Since then, other tumors erupted and subsided. She lost a divot of ear to a lesion. Through it all, Joy’s joy remained unflappable. A year and a half ago, Joy and Roxie and Jana shunned the big city for the wide open spaces where everyone flourished . . . until news broke a couple of months ago that Joy’s latest bout with cancer would be her last. Not the last that anyone wanted.

Friends were urged to come by soon for final cuddles. I had arranged with Jana to drop by, but an unforeseen tragedy preempted this plan. On the first day of spring Joy passed peacefully at home, enveloped in her mama’s arms.

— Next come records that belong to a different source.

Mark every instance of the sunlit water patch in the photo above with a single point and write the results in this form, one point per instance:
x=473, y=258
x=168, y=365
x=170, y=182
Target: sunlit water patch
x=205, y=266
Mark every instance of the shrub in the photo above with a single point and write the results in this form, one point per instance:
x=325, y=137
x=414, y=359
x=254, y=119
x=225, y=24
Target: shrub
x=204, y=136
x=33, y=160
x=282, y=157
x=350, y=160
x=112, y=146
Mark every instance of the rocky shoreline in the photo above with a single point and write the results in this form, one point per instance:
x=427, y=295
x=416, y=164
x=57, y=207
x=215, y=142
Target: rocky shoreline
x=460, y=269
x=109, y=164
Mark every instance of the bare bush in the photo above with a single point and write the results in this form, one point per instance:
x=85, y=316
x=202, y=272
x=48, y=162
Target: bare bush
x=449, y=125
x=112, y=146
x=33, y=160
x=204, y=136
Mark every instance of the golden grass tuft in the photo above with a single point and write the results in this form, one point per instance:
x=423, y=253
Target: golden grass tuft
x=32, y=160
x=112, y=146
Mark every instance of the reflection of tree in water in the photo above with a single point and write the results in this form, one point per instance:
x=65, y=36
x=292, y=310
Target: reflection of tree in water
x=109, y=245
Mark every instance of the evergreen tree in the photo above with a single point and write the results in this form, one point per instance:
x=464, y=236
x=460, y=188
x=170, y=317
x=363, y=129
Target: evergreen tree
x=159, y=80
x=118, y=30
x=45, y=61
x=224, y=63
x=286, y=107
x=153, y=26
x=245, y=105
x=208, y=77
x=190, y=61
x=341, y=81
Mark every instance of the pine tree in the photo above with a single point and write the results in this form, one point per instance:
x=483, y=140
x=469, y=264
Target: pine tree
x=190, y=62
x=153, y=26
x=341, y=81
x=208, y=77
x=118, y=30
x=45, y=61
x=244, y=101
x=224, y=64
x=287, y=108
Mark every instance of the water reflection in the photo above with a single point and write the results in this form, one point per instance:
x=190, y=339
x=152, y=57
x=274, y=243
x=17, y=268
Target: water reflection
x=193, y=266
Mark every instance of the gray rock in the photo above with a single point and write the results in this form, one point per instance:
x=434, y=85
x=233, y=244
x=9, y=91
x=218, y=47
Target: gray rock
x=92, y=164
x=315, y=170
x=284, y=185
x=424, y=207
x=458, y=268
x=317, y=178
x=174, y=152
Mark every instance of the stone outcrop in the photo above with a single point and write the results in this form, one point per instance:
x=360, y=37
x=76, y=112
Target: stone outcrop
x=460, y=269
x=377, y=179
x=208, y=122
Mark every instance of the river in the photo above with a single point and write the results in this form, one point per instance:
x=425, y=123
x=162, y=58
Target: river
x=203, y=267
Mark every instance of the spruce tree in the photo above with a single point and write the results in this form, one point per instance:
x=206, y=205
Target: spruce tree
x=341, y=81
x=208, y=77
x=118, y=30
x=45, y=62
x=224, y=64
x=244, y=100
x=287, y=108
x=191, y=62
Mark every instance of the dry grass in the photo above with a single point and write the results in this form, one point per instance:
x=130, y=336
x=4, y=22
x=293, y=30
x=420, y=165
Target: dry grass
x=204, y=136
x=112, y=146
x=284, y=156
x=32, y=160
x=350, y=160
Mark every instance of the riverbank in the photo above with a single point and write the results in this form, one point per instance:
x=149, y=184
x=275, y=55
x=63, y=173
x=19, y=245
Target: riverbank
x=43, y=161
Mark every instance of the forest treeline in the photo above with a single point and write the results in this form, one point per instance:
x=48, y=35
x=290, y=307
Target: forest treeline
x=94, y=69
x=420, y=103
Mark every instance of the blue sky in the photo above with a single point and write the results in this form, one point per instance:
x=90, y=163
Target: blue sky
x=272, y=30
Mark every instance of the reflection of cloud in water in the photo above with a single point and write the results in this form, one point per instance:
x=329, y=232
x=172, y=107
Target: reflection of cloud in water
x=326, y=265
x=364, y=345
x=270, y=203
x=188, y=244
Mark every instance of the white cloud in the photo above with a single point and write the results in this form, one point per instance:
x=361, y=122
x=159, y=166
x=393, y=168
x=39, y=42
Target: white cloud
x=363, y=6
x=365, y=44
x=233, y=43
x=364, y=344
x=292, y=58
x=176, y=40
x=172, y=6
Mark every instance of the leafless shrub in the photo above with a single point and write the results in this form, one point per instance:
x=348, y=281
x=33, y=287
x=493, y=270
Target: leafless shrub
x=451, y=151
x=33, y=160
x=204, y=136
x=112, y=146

Joy may have left this world, but she was not a “loser” to disease. Rather, she was a winner who converted scores of skeptics to the camp that believes that no dog breed is inherently vicious. That distinction belongs to us humans who are well-versed in cruelty.

“Joy was not the poster child for Pits,” Jana said, “but for her to have kept her sweet, loving disposition after coming out of the fighting ring - we humans could borrow from that example.”

I love you, Joy, for showing me how tender strength can be.

And for cutting a cancer out of my heart without leaving a scar.